In Titus 3, Paul calls baptism the washing of regeneration.
In Romans 6, Paul says we are united to Christ in his death, burial, and resurrection in baptism.
In Galatians 3, Paul says in baptism we are clothed with Christ.
And we could go on and on.
These passages led Martin Luther to ask, “How can water do such wonders?” The answer is this: it’s not the water that does these things, but God working through the water. One of the most important truths about baptism is that it is not a human work but a divine work. Yes, God uses created instruments or agents. He uses a human officiant to perform the baptism. He uses water. But baptism is God’s action. In baptism, God gives, God forgives, God unites, God promises, God speaks, God works. Of course, what God gives in baptism must be received by us in faith.
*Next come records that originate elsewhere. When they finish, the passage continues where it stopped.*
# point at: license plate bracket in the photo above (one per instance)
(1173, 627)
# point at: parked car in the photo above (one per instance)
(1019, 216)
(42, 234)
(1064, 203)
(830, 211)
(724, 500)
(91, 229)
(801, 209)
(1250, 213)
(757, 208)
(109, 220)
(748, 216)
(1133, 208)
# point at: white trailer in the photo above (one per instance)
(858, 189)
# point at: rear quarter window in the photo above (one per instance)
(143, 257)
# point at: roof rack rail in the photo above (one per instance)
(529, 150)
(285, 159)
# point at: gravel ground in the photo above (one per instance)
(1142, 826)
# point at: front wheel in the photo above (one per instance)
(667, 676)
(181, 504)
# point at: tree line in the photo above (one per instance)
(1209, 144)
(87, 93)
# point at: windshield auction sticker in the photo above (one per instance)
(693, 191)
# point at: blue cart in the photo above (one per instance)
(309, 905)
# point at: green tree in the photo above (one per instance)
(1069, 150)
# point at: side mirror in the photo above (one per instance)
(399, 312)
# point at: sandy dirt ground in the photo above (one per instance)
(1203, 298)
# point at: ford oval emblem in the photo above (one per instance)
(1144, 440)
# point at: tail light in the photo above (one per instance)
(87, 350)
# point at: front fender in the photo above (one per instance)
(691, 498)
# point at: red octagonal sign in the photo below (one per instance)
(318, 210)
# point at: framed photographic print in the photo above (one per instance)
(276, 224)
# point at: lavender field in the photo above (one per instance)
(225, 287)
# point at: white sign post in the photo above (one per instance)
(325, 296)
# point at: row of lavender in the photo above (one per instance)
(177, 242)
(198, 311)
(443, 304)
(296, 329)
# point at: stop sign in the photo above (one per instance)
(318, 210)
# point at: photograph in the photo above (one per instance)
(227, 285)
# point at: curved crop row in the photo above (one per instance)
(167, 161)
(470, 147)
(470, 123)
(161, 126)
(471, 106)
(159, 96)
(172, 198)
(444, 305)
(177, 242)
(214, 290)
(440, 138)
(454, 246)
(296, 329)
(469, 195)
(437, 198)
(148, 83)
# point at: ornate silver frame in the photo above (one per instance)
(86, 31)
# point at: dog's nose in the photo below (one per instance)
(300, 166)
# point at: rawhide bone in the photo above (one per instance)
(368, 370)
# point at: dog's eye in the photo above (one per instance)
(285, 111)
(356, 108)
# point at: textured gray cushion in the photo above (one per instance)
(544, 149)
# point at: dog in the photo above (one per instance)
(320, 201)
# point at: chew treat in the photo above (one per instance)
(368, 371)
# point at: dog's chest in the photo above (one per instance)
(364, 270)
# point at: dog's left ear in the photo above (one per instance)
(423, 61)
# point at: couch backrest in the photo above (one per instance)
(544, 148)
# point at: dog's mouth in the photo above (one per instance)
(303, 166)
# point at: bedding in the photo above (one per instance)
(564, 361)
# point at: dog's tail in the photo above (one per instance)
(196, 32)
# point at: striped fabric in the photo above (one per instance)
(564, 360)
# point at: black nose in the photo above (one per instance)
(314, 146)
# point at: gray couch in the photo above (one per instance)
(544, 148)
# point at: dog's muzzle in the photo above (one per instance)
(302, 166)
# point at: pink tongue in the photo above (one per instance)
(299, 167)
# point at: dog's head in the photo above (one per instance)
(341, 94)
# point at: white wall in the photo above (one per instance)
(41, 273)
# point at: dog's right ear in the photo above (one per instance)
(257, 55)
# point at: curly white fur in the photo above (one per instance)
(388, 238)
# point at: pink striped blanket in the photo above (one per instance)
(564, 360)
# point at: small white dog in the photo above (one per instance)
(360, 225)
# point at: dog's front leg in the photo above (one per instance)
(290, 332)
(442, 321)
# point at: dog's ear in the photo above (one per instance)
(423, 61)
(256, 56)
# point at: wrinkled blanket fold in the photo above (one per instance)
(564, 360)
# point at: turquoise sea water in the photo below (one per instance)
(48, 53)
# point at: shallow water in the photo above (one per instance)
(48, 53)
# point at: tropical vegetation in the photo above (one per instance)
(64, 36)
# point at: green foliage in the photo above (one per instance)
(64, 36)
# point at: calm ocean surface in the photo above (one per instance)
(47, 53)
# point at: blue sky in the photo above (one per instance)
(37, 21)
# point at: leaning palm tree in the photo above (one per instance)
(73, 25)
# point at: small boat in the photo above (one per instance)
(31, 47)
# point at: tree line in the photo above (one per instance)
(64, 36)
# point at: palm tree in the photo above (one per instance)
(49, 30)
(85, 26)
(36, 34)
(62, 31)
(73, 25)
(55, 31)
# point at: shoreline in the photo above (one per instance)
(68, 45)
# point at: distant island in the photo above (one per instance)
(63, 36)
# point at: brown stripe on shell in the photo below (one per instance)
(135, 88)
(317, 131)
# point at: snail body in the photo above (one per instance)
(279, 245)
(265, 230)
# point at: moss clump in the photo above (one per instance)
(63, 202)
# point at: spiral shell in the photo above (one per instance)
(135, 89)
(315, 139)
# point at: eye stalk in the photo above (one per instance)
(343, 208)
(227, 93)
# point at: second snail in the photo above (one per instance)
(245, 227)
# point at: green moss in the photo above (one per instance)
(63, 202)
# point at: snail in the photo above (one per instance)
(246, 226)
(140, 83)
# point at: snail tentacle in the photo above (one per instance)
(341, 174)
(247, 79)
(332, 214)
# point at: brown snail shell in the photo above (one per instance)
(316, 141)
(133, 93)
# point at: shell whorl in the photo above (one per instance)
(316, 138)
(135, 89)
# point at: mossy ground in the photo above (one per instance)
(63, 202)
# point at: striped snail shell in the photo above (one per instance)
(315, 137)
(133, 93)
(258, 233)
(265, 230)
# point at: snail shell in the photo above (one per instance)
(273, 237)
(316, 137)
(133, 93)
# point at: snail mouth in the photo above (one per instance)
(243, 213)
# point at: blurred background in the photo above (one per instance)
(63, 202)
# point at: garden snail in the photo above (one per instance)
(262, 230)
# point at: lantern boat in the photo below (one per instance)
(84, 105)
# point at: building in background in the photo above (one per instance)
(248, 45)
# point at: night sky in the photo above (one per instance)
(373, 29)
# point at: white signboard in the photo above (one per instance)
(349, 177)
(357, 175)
But the work of baptism is God's.
When you see that baptism is God’s work, objections to baptizing babies go away. If baptism is a human work, infants can’t be baptized because infants cannot do the work. But it’s not a human work. It’s a divine work. Baptism is a gift - and infants can certainly receive a gift. (Many babies are showered with gifts at birth.) Baptism formalizes a relationship - and babies can certainly have relationships. (If every baby is in relationship with his or her mom and dad, why can't a baby be in relationship with God?) Baptism is God’s word of promise. S and M are already talking to J, and even though J cannot talk back, those words spoken to her are shaping her. S and M tell J “I love you” already. Today, in the waters of baptism, God will do the same. He will speak to J. He will make a promise to her. He will say to her in and through the water, “I love you.” That's what this baptism is all about.